As I walked into the 300 yards of "no man's land" between the two countries' border posts, the crowd moved back to clear a path. Some women were chanting a welcome, but mostly there were confused murmurs, uncertain smiles, and nervous laughter as the Mozambicans sized up their first visitor from across the border.
Finally, a stocky man yelled out in English, "So how are you?"
"I'm just fine," I answered, "and how are you?"
"I am fine, too," came his reply, and with that the crowd broke into laughter and cheering.
It was an exhilarating moment, heightened all the more by hours of doubt that it would ever take place.
The historic reopening of Rhodesia's links with black Africa had been preceded by a sort of comedy of errors. The event was to have taken place at 8: 00 a.m. on Saturday, Jan. 12. But the Mozambicans, at that hour, were still clearing off vines that had overgrown the entry gate on their side.
The work proceeded fitfully, the laborers made jittery by the noise the Rhodesians made as they completed an unfinished task: the clearing of a mine field on their side of the border.
It quickly developed that the Mozambicans and Rhodesians had markedly different ideas on the proper way to open a border.
The Mozambicans marched out a delegation to the makeshift wire-mesh barrier separating the two counties, only to stand in embarrassed silence as land mines went off. They had forgotten to warn the Rhodesians of their approach. By the time Rhodesian officials hustled out to met them, the Mozambicans had returned to their side.
When representatives of the two sides did synchronize their appearances, the relative importance they attached to the occasion became embarrassingly clear.
Mozambique's senior immigration officer, Henriques Madebe, was decked out in full ceremonial regalia, with gold braid spilling off his shoulder and a medallion gleaming from his visored cap. His Rhodesian counterpart, burly Cedric Oelofse, wore rumpled white shorts and shirt.
The Mozambicans had expected a ceremonial opening -- which was news to the Rhodesians. In fact, the Mozambicans were delaying the opening for the arrival of a high government official -- a provincial governor. He finally arrived, some two hours late, but left in a huff when he found there was no similarly high-ranking official present on the Rhodesian side.
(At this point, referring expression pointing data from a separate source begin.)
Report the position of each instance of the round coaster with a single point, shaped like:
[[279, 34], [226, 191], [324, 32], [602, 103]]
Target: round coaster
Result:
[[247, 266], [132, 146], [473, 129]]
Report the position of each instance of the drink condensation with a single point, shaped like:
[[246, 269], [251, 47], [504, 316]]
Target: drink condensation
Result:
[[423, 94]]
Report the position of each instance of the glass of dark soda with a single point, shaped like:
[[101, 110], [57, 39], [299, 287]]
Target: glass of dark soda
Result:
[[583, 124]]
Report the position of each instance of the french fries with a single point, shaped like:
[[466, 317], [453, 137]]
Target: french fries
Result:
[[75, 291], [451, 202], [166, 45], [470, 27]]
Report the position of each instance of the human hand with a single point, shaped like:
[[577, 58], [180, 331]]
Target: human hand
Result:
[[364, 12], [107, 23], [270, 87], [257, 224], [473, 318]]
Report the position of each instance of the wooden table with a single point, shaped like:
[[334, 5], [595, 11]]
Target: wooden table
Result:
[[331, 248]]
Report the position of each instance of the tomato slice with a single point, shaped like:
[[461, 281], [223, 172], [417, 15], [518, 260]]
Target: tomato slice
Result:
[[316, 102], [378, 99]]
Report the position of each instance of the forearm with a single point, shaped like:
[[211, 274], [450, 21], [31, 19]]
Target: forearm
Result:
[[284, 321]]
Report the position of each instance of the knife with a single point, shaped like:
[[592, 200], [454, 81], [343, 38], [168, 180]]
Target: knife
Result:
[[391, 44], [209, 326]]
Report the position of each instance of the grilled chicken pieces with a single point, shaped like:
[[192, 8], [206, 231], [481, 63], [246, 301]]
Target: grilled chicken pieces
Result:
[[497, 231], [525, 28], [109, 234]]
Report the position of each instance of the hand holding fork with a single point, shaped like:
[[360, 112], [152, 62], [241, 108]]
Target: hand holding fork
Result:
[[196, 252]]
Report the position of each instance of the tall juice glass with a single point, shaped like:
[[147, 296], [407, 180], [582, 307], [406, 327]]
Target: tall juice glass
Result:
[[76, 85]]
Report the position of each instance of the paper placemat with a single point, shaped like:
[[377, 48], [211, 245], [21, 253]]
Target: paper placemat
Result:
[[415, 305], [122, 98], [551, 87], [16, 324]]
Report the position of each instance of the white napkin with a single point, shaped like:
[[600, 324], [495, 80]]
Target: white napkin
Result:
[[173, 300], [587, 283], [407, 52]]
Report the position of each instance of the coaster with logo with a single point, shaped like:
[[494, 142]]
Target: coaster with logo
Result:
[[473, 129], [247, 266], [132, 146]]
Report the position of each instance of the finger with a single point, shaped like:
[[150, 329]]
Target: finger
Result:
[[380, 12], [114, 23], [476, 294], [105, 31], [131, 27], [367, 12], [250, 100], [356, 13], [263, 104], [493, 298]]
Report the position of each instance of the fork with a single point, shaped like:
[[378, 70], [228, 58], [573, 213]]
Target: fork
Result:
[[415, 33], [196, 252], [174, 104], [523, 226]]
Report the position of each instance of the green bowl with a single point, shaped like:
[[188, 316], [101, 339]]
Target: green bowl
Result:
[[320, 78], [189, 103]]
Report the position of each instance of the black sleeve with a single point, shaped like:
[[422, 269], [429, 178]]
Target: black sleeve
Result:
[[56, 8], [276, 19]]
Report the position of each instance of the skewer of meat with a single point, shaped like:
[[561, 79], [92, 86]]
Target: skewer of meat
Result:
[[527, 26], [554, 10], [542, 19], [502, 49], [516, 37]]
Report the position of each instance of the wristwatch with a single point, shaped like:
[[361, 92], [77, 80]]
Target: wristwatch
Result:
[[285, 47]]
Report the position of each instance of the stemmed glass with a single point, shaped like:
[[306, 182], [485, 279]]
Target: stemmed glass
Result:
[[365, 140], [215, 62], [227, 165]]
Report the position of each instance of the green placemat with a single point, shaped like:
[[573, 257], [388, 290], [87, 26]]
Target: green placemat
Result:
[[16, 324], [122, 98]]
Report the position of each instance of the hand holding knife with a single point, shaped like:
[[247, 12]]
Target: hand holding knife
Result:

Finally, at 11:22 a.m. -- some three hours behind schedule -- the Mozambicans pulled down the fence and Rhodesia's isolation from black Africa was at an end.
I walked into the Mozambican immigration office at Machipanda, determined to get a Mozambican entry stamp in my passport to mark the occasion. But it was a futile effort: The Mozambican officials had all left their posts to join in the celebrating outside.
As I walked back toward Rhodesia, a group of young Mozambican girls shyly approached me. In halting English, they repeated a practiced greeting: "Good af-tuh- noon, good af-tuh-noon, good af-tuh- noon. . . ."
Guessing they were members of a Shona- speaking tribe, I returned the greeting in their own language. They roared their approval in cheers and whistles, and all the way back to the Rhodesian border I had a group of young escorts chattering away in both Shona and Portuguese (Mozambique's official language).
Their exact words were lost on me, but their smiles and laughter were enough to confirm the veracity of one of Mr. Madebe's earlier predictions.
Asked how white Rhodesians venturing into Mozambique would be treated, Mr. Madebe had said simply, "They will be welcomed."